Movies: A Single Man

Tom Ford is undoubtedly one of the best fashion designers of our time, perhaps of all times. What he did for Yves Saint Laurent Rive Gauche ten years ago was revelatory. Unfortunately, I cannot say the same for his directorial debut. What he has done for film is surprisingly tedious and indulgent. Or perhaps not so surprising, for what is high fashion if not indulgent, and what is a feature-length commercial for fine wool if not tedious?

For that is what this movie is: a feature-length advertisement (I could say indulgence, but I will be crude and say advertisement) for fine men's fashion, accessories, and housewares. Buried behind the fabric there is something of a story of lost love—gay love, it is key to acknowledge—but whatever might have moved us has been styled into something so trite that we feel little empathy for our stuffy, British, gay Colin Firth, aptly called George as all Englishmen not called Colin must be called.

George lives his last day in his Architectural Digest home (its minimalist, eco-extravagance explained in a throwaway line about Jim, his lost lover, having been an architect), having flashbacks of his carefree lover.

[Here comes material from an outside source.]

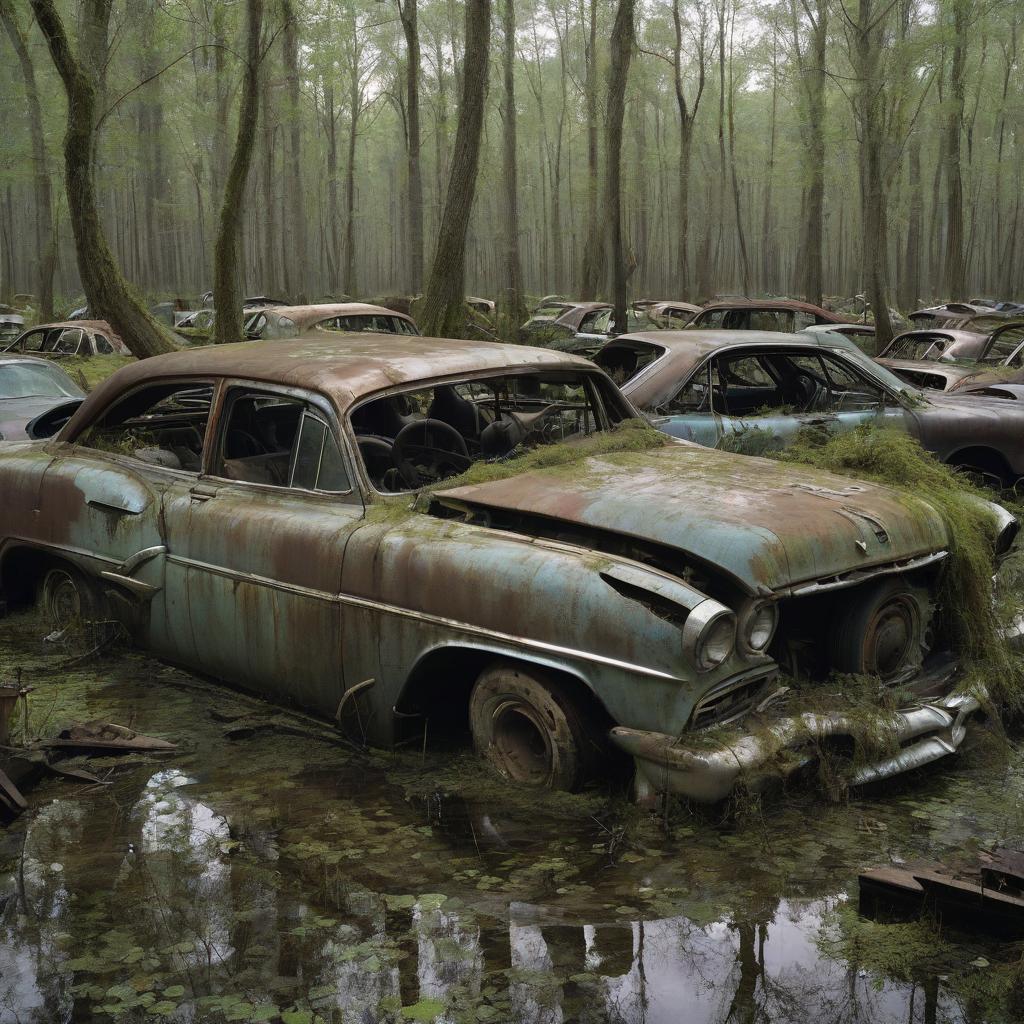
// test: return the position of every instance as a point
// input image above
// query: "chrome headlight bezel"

As I've lamented here before (incidentally, another gay tale*), structuring a film through flashback often leads to the sensation that we are watching a series of lifestyle commercials, rather than a coherent, meaningful film. Jim, a character with little more interior than an Abercrombie & Fitch model (who, in fact, seems to be modeled on the gay fantasy of the straight Abercrombie boy). George, conversely, has stepped out of the pages of an Ishiguro novel, with his fastidious suits, crisply folded papers, and sharp linens; never as comfortable with his homosexuality as Jim was, George has long ago slept with a woman (his dear friend Charley, a besotted Julianne Moore), and cannot get over his dead partner by simply going to bed with the Spanish James Dean he meets in the liquor store parking lot.

But the film's ultimate resolution, in which it is in fact another young man's interest that rekindles George's will to live (that of one of his doe-eyed students), ensures us that his grief isn't incurable. How lucky that he was too concerned about the spotlessness of his bedclothes to actually shoot the swallowed gun-barrel at the film's extended anti-climax. But, how unlucky that, waking in the morning hungover from too much Scotch, he dies of a sudden heart attack.

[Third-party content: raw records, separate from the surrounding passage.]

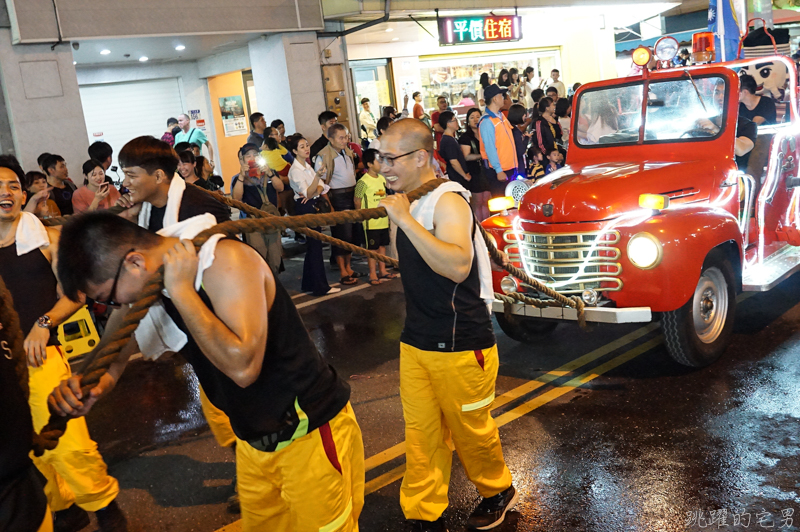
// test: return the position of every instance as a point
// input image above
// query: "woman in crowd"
(471, 148)
(450, 151)
(484, 82)
(503, 79)
(517, 118)
(38, 200)
(546, 130)
(277, 156)
(96, 193)
(187, 168)
(309, 191)
(516, 88)
(381, 127)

Ford takes not only directorial and production credits, but also shares writing credits with David Scearce, someone else who has never written a movie. That's a lot of responsibility for a filmmaker. Greats like Woody Allen and the Coens do this regularly, but Ford is unseasoned. Indeed, his film is beautifully art-directed and shot, but that, combined with its episodic structure, and lack of any real depth, prevents it from being anything more than a living, breathing fashion editorial. Ford could easily cull 60- and 90-second sections of the film as television spots for his new men's line, and perhaps that was just his intention.

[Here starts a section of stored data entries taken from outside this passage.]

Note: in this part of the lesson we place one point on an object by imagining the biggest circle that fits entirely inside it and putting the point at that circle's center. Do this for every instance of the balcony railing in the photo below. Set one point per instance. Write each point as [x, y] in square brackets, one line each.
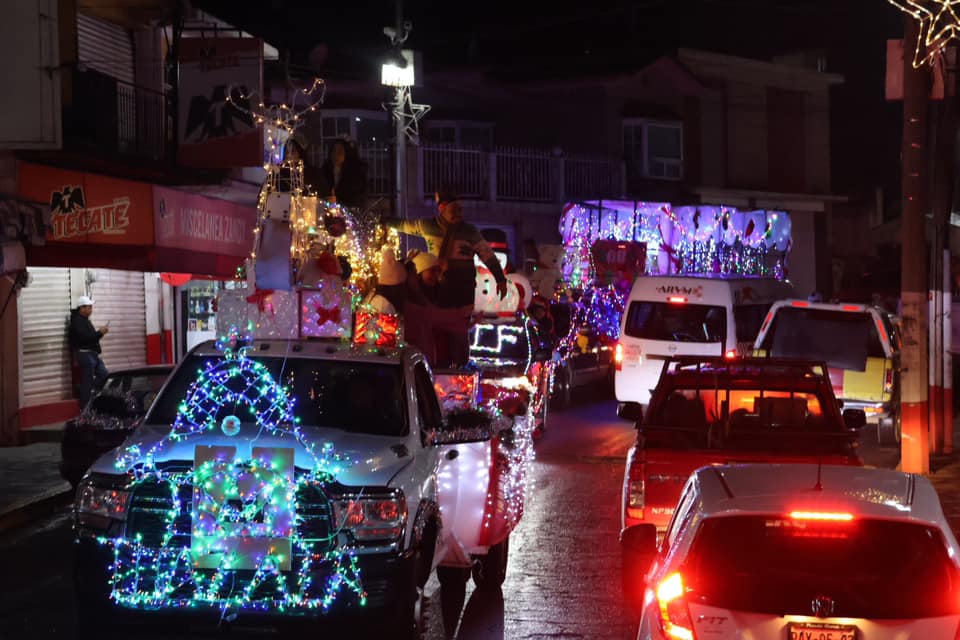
[517, 174]
[113, 116]
[508, 173]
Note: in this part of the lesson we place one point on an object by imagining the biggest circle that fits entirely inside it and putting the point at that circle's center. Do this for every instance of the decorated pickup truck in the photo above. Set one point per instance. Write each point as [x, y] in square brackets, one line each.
[719, 411]
[287, 478]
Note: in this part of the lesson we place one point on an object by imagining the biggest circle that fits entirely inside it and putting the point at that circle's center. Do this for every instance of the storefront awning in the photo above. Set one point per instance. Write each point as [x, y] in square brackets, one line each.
[105, 222]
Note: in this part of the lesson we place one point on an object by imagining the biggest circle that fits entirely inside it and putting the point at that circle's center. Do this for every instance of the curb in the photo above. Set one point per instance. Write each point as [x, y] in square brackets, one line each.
[35, 507]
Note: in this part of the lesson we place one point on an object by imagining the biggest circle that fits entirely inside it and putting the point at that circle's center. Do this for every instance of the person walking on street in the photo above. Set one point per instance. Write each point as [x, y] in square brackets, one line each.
[85, 342]
[454, 243]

*Allow me to clarify: I do love a gay love story, from the American cowboys in Brokeback Mountain to the impossible relationship between an Israeli and a Palestinian in The Bubble. I hate going to the ballet because the celebrated couples are so tediously hetero-normative (how I long for Gay Swan Lake!). What I find so disappointing about Ford's film is that it wastes an opportunity. Its attention to surface at the expense of depth reinforces detrimental stereotypes about an entire subculture struggling for equality and acceptance. Not only is Ford a bad filmmaker, he is a bad gay.